In two states that picked convention delegates over the weekend, candidates backing Texas Sen. Ted Cruz secured a series of key wins that will add to his delegate totals.
In Colorado, Republicans in two Denver-area congressional districts elected six delegates, all of whom are pledged to Cruz. State Republicans will elect 15 more delegates on Friday, when conventions are held in five other congressional districts. The remaining 16 delegates, three of whom are RNC members, will be elected Saturday at the state convention.
And in North Dakota, 18 of the 25 delegates elected at the state convention the past Saturday are openly backing Cruz. While technically uncommitted to any candidate, the 18 delegates were included on a list handed out by the Cruz campaign. Three of the remaining seven delegates elected Saturday are Republican Party leaders: Gov. Jack Dalrymple, his wife Betsy, and Attorney General Wayne Stenehjem.
The results in both states suggest Cruz’s campaign has an early advantage in turning supporters out to critical meetings at which actual delegates are selected.
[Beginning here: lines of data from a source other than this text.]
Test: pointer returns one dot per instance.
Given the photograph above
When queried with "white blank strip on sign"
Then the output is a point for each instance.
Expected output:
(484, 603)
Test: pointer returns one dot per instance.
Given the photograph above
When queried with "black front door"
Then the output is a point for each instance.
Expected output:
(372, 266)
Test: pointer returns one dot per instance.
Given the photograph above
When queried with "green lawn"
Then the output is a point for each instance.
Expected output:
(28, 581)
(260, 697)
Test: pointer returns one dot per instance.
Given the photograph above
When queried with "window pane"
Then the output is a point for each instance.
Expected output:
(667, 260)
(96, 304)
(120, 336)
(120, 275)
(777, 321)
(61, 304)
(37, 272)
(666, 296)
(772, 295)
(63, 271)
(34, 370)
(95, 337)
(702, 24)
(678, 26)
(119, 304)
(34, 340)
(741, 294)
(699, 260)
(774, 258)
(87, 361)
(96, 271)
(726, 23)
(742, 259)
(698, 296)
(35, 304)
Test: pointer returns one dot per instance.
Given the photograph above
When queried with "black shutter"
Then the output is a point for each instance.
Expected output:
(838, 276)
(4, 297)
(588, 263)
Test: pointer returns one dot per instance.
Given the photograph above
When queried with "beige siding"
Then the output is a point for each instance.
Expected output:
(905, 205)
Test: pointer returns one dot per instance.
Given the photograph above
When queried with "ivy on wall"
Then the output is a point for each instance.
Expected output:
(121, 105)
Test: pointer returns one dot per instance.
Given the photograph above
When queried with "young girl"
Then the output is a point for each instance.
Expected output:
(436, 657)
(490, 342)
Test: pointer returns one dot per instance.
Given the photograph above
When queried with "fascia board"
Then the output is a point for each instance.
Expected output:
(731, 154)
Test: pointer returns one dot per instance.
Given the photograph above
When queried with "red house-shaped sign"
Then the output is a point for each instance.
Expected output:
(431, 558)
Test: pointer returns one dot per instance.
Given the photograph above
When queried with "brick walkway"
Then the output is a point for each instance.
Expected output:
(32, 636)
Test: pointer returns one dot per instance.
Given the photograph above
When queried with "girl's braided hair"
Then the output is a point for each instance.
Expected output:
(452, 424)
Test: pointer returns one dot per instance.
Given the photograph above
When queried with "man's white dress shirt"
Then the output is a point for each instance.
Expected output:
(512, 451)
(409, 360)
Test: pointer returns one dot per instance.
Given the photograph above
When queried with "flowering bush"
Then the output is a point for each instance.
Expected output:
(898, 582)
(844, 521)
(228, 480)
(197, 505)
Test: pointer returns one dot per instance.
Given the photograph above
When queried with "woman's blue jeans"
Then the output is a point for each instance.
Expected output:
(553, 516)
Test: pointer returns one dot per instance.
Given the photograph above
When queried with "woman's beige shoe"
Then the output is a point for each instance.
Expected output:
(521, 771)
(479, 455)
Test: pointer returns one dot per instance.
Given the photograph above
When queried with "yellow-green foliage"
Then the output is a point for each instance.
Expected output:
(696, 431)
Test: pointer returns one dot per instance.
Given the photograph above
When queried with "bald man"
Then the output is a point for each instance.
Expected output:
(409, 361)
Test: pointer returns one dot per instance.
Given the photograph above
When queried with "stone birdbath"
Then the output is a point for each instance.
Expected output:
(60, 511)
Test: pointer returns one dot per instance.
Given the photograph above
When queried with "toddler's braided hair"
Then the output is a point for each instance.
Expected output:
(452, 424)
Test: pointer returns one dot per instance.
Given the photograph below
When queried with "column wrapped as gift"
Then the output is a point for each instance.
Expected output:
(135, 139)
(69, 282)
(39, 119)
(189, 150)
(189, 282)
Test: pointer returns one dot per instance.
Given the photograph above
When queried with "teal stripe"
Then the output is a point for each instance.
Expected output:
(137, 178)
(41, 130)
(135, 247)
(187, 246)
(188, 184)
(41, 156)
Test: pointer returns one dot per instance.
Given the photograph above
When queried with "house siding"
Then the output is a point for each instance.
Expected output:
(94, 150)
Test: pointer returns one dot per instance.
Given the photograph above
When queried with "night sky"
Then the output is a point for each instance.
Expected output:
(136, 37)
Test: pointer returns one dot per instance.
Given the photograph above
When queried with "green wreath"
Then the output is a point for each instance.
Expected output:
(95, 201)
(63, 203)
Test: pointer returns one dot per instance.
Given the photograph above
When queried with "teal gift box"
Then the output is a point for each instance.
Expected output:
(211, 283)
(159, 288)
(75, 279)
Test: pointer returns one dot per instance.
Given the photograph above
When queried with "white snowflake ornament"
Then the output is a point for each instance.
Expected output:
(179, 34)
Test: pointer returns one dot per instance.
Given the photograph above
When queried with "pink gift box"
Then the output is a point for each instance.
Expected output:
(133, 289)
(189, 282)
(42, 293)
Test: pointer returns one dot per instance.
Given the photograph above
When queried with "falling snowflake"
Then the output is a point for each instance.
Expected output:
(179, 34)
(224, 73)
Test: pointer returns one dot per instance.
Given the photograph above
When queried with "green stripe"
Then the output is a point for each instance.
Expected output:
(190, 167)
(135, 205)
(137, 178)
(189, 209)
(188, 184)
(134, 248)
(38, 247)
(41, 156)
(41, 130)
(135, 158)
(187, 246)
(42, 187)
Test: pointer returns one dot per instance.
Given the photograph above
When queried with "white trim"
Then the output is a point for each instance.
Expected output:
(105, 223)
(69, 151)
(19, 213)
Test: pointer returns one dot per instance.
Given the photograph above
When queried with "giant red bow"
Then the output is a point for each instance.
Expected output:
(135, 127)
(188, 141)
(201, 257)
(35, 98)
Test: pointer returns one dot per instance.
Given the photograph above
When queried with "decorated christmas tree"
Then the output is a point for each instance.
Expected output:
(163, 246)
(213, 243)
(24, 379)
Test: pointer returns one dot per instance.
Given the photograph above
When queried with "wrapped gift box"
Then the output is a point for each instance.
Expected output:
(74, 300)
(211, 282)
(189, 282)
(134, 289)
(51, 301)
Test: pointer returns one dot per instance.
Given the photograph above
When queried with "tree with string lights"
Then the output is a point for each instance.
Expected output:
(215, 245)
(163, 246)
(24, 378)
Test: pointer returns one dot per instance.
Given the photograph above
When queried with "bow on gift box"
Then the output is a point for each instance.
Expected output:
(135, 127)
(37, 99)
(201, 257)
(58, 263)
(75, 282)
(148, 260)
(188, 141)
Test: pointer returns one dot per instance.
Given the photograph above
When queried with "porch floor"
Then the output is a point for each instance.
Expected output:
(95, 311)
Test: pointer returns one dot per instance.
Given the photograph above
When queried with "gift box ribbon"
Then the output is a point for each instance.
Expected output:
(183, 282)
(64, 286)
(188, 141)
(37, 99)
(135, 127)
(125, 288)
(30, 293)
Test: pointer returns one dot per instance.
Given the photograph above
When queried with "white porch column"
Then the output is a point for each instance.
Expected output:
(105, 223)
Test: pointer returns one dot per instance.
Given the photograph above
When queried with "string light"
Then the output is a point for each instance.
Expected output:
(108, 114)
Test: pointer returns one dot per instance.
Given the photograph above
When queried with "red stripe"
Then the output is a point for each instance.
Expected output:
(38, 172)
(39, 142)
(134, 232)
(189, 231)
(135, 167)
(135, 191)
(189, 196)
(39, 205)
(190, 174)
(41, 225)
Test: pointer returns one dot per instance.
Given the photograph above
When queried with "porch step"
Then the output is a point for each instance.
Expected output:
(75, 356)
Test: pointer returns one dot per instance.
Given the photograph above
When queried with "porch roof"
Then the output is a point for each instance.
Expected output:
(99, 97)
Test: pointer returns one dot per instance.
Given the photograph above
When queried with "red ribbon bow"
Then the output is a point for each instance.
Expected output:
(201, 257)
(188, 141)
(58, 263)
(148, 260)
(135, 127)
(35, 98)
Those meetings matter: In 2008, then-Sen. Barack Obama’s campaign was able to secure additional delegate votes at later conventions after voters caucused in states such as Iowa and Nevada, handing him an advantage rival Hillary Clinton could never overcome.
The next tests come in Indiana and Arizona, where congressional-level delegates will be chosen on Saturday. The Arizona delegates will be pledged to Trump on a first ballot; the Indiana delegates will be committed to the winners of the Hoosier State primaries on May 3.